I clenched my hand into a fist. "I'm not threatening you. People are going to figure out why he's nowhere to be found. They're nosy, and with a few simple searches, the pieces will fall together. People will discover the fight took place in one of your buildings. Then they’ll dig further and find I live here because it's already been registered with several meets. The wheels will start turning. Assumptions and lies will be spread about all of us." I paused. "All it takes is a quick internet search, and boom."

Dad stayed quiet. If it wasn’t for the sound of the ice from his drink sloshing around in his glass, I would have thought he hung up. His continued silence made me seriously edgy. I took a deep breath and broke down, adding one final thing.

"I'll just say this and then I won't bring it up again. In a few months, all of this will be over and behind us." I reminded him softly, my voice cracking. "I'll have to walk away from gymnastics and never look back. You have no idea what that realization does to me. Gymnastics is what makes me feel alive and happy, because even though I tell everyone I'm okay, I'm really not. I haven’t been for a while now unless I'm practicing. In a couple of months, the only thing I'll have to look forward to are endless doctor appointments and a brew of pills and tests. Please," I begged, "let me just have this one thing."

A quiet gush of emotion escaped my lips. I couldn't wipe away the tears fast enough. My lips were trembling and swollen. I drew in a lungful of air and hoped he saw I was bearing my soul to him.

I hadn't lied, but I did get a bit more dramatic than I probably needed to. Though, I didn't feel bad this time. Everything I said was spoken from my raw heart and needed to be said.

"I know I've lost your trust. I know you don't believe a thing I say, but please consider dropping the charges so Kova can come back. Don't make me walk into a police station and do it. Kova has to finish this with me. Not as anything other than my coach, I swear. If you never believe anything I say again, just believe that. I need him by my side to get me through it. He is the only one who can help me."

"I'm sorry, Adrianna, but this time I can't give you what you want." Dad hung up.

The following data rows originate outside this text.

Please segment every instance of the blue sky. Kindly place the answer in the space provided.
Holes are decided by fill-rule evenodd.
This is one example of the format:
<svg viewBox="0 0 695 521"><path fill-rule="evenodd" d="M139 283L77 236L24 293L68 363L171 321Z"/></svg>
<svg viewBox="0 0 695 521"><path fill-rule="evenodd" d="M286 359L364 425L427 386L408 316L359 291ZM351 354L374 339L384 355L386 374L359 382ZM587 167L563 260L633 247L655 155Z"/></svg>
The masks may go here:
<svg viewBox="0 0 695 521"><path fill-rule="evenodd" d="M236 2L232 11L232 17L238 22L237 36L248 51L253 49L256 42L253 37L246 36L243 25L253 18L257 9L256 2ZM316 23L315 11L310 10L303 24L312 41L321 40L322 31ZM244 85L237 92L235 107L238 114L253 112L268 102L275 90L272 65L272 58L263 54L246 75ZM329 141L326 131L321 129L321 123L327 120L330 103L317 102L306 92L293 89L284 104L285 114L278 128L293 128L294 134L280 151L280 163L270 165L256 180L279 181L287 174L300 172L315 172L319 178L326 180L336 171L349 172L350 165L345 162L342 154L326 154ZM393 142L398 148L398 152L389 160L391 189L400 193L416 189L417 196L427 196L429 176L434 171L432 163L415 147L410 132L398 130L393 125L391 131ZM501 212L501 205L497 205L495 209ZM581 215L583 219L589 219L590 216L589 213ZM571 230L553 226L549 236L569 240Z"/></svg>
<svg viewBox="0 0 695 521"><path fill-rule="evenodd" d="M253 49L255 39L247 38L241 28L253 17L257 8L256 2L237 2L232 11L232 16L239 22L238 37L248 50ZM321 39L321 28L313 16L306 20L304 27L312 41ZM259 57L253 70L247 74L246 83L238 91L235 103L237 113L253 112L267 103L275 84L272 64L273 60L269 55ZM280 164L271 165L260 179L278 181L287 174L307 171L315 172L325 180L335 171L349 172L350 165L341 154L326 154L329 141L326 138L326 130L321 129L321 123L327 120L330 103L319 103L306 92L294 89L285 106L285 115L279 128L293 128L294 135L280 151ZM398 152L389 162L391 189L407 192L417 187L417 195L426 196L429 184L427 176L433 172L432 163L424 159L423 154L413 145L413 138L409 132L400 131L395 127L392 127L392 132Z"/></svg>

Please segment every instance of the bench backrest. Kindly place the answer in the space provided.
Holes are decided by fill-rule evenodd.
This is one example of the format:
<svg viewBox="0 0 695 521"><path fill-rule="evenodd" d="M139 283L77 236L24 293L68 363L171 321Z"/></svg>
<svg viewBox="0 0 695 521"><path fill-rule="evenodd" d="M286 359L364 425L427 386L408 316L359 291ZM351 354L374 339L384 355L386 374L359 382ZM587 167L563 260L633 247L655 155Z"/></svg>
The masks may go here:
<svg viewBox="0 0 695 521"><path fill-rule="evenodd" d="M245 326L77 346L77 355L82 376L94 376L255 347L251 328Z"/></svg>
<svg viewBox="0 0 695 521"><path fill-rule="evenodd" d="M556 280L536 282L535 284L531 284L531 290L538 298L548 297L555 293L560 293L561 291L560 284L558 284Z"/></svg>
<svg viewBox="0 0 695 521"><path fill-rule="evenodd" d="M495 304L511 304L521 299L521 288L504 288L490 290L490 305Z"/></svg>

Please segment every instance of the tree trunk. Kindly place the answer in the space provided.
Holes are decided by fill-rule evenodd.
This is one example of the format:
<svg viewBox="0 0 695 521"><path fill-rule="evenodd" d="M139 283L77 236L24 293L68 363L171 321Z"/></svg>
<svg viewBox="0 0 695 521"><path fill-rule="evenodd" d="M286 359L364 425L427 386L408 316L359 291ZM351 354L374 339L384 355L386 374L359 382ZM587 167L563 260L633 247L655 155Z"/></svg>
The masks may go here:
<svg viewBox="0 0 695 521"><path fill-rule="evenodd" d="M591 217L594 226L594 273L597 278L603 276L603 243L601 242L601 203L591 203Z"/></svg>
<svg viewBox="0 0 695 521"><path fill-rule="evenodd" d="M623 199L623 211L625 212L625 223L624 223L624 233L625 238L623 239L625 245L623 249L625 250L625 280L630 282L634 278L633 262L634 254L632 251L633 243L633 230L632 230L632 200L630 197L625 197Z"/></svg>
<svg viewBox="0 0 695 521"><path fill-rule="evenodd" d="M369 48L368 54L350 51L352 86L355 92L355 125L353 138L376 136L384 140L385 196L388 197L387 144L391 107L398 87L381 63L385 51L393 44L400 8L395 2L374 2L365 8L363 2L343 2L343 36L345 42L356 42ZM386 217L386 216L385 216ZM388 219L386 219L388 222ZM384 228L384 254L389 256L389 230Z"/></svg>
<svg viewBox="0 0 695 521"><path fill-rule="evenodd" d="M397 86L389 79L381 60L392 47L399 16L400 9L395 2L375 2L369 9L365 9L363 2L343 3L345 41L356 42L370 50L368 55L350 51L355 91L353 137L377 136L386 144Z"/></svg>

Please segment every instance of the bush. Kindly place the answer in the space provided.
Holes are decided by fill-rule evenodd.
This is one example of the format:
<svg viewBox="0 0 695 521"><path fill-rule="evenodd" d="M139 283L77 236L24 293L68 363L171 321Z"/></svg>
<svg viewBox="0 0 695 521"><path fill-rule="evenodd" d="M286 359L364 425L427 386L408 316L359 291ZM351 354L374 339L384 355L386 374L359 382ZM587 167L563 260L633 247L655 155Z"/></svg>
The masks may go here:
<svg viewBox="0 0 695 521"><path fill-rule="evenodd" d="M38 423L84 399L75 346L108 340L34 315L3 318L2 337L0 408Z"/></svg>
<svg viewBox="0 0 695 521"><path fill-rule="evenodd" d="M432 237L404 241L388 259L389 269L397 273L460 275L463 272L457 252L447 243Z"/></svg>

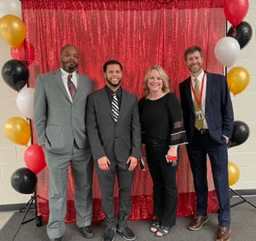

I sat there in a daze. Dad hadn't shown an ounce of compassion even though I brought up his lies. I opened myself up and proved I didn't have any ulterior motives. It got me nowhere. I wished he could see it was more than just childish lust, and that Kova and I actually worked well together when it came to the sport. Kova understood my fears and turned them into positives. He saw me as a person and helped me overcome my internal battles while standing by my side. I needed him now more than ever. Two people like us didn't find each other by accident. Kova was my other half. No one in this world could ever replace even an ounce of him.

I let my phone slide to the couch. Tears leaked down my cheeks and dripped on to my arm. I used my shirt to wipe them away only for fresh ones to bloom right after. I had a horrible feeling I was never going to see Kova again, at least not any time soon.